Given that you're the organizer for an door prize drawing that has 10 prizes ranging in value from $100 to $1. Everyone in attendance for the drawing has submitted one ticket into the drawing box. You want the drawing to be fair and have everyone have a chance at the biggest prize. Once a ticket is drawn it's not returned to the drawing box.

Obviously if you draw for the biggest prize first then everyone has an equal chance.

But what if you draw for the cheaper prizes first saving the biggest until last?


Less is more. Stay pure. Stay poor.
This looks like a homework problem. What attempts have you made to solve it? What questions do you have?
No homework problem. It's been years (decades) since I've had homework. I belong to a club that does a yearly event with door prizes. We have always saved the biggest door prize for last, but this seems unfair.


Less is more. Stay pure. Stay poor.
How are you selecting the tickets?

This isn't mathematical, but can you just do all of the little prizes, then put all of the pulled tickets back into the urn for the last grand prize selection?
Arg! I thought I had replied to this earlier, must have missed pressing a button.

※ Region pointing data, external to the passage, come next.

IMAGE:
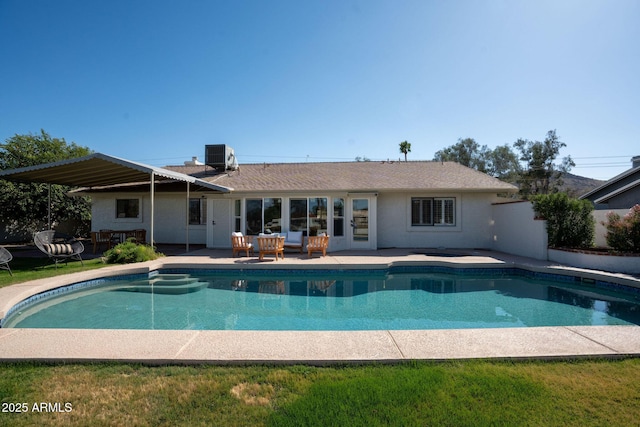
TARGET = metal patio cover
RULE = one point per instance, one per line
(97, 170)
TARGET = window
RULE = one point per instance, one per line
(338, 217)
(263, 215)
(197, 211)
(127, 208)
(308, 215)
(237, 215)
(432, 211)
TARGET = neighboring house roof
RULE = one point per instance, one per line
(615, 186)
(351, 176)
(99, 169)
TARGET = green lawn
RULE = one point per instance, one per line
(471, 393)
(32, 268)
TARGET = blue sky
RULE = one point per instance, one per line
(284, 81)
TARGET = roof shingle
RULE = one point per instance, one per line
(351, 176)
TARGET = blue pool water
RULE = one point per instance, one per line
(336, 301)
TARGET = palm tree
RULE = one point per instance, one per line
(405, 147)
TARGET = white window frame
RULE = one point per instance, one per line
(442, 214)
(203, 210)
(127, 219)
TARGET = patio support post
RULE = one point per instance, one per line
(49, 208)
(187, 239)
(152, 189)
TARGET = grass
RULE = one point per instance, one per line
(470, 393)
(32, 268)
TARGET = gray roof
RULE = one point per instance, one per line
(351, 176)
(99, 169)
(618, 184)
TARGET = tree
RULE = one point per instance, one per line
(502, 162)
(569, 221)
(541, 175)
(24, 206)
(467, 152)
(405, 147)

Anyways... No, once your ticket is drawn you're done. I was just looking for a valid argument to show a difference between the probability of winning the first prize drawn for verses the last prize drawn for. I guess there is none. I'll quit thinking about this one.

Thanks for the replies.


TS Contributor
I think one could tackle this by calculating the expected gain at the last drawing: E=Sum(value_of_object_i*P(object i being the last)). If we assume N objects in the draw the probability of object i being the last must be 1/N. If the draw is run correctly there can be no preference for any of the objects. So the expected value for the last draw is Sum(value_i*1/N) which exactly equal to the expected value of a gain in the first draw.

So, the conclusion is that it does not matter in which order you draw, the procedure is always fair in the sense that the expected value of the gain is the same for each draw.